Find matrix $B$, such that $\ker(B)$ = $\text{im}(A)$ Given a matrix $A \in \mathbb{R}^{n \times m}$, how can I find a matrix $B \in \mathbb{R}^{k \times n}$ such that $\ker(B) = \text{im}(A)$?
This method would probably work, applying a transformation matrix to change to the standard basis, afterwards. However, if $m < n$ and $\ker(A) = \{ 0 \}$, this approach shouldn't work. Is there any alternative?
 A: This is impossible in general. 
Consider any $3 \times 1$ matrix $A$. Now you are asking for an $1 \times 3$ matrix $B$ such that ker$(B)$ = im$(A)$. In particular, the kernel of $B$ should be 1-dimensional. But that is impossible, since the rank of $B$ is at most 1, and therefore due to the rank-nullity theorem, the kernel of $B$ has dimension at least 2.

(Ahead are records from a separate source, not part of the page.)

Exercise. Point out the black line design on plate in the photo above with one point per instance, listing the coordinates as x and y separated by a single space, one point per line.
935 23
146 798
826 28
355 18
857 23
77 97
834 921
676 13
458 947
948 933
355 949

A: Say $A$ is rank $r$. Taking the SVD with singular values ordered from largest to smallest write $A=U \Sigma_A V^T$. Here I am taking the convention that $\Sigma_A$ is a $n \times m$ diagonal matrix.

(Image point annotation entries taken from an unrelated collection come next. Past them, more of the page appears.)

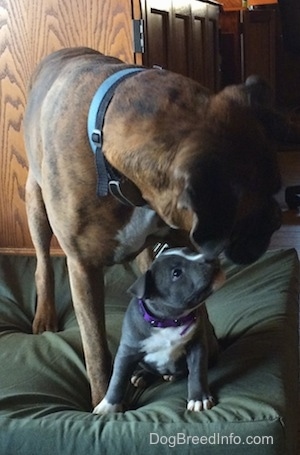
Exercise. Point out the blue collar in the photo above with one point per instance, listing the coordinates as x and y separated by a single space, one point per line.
186 321
109 179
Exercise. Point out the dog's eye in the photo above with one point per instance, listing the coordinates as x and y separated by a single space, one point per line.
176 273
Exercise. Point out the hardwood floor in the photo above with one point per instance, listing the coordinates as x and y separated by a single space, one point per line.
288 236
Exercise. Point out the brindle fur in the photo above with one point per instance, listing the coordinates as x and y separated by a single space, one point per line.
201 161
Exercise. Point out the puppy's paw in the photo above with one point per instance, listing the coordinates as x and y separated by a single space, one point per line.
169 377
199 405
44 323
142 378
104 407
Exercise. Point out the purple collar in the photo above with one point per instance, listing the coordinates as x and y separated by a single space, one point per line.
186 321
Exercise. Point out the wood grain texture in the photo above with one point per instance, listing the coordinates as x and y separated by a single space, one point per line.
28 32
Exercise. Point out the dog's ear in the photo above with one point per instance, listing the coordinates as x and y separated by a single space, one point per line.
143 287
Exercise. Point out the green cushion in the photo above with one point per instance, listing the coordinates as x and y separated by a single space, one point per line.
44 391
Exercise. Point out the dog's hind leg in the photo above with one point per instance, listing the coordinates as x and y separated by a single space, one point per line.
41 234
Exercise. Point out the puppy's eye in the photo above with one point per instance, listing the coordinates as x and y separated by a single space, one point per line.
176 273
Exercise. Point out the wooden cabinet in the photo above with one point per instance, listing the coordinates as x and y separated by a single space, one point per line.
183 37
180 38
248 45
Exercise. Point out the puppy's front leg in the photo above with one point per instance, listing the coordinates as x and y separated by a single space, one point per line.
199 396
124 365
87 284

The first $r$ columns of $U$ form a basis for the range of $A$. Write $U= (U_1 \ U_2)$ where $U_1 \in \mathbb{R}^{n \times r}$ so that the columns of $U_1$ form a basis for the range of $A$. Then set 
$$
B= W \Sigma_B 
\begin{pmatrix}
U_2^T\\
U_1^T
\end{pmatrix}
$$
where $\Sigma_B$ is an $n \times n$ and diagonal and its last $r$ diagonal entries are equal to zero, and the  other diagonal entries are nonzero and where $W$ is any one-to-one matrix. Then the kernel of $B$ is equal to the kernel of 
$$\Sigma_B 
\begin{pmatrix}
U_2^T\\
U_1^T
\end{pmatrix}
$$
which you can show is equal to the range of $A$. In particular, any column of $U_1$ is in the kernel of $B$, and any column of $U_2$ is orthogonal to the kernel of $B$. 

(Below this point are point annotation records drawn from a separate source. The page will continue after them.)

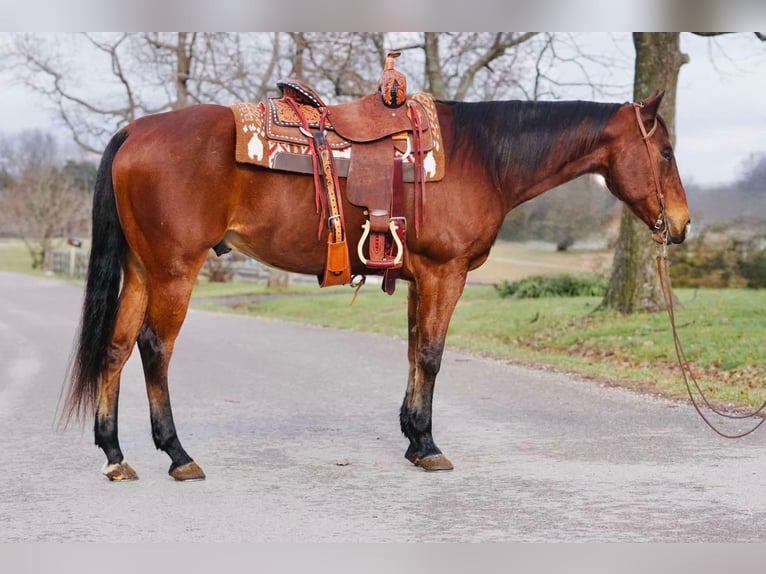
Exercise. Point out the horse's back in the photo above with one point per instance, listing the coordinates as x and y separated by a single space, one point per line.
173 176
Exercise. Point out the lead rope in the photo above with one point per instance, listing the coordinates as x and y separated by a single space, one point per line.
663 270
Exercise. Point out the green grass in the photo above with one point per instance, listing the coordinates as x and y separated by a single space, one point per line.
14 256
722 332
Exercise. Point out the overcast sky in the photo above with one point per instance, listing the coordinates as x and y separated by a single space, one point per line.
721 109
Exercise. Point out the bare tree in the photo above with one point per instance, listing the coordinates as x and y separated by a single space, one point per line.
39 200
634 285
129 75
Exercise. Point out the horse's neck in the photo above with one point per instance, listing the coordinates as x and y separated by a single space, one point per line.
519 190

A: This is easy, provided that $\def\rk{\operatorname{rk}}k\geq n-\rk A$ (but if $k<n-\rk A$ it is impossible , since $\rk B\leq k$ and by rank nullity $n=\dim(\ker(B))+\rk B=\rk A+\rk B$ which can be at most $\rk A+k<n$).
Assuming that, we want to find $B$ such that $BA=0$, in other words, each of the $k$ rows of $B$ describes a linear form $\def\R{\Bbb R}\R^n\to\R$ that vanishes on $\def\Im{\operatorname{Im}}\Im A$, and which rows span the space of all such linear forms. Transposing the equation  $BA=0$ gives $A^t B^t=0$, so the columns of $B^t$ lie in the kernel of (the linear map with matrix) $A^t$, and span that kernel. So one just needs to find a basis of the space of solutions of the homogeneous system $A^t x=0$ for $x\in\R^n$ (which basis has $n-\rk A^t=n-\rk A$ elements, by rank nullity), and take their transposes as rows of $B$. In case $k>n-\rk A$, one can just complete with null rows to attain the required number $k$.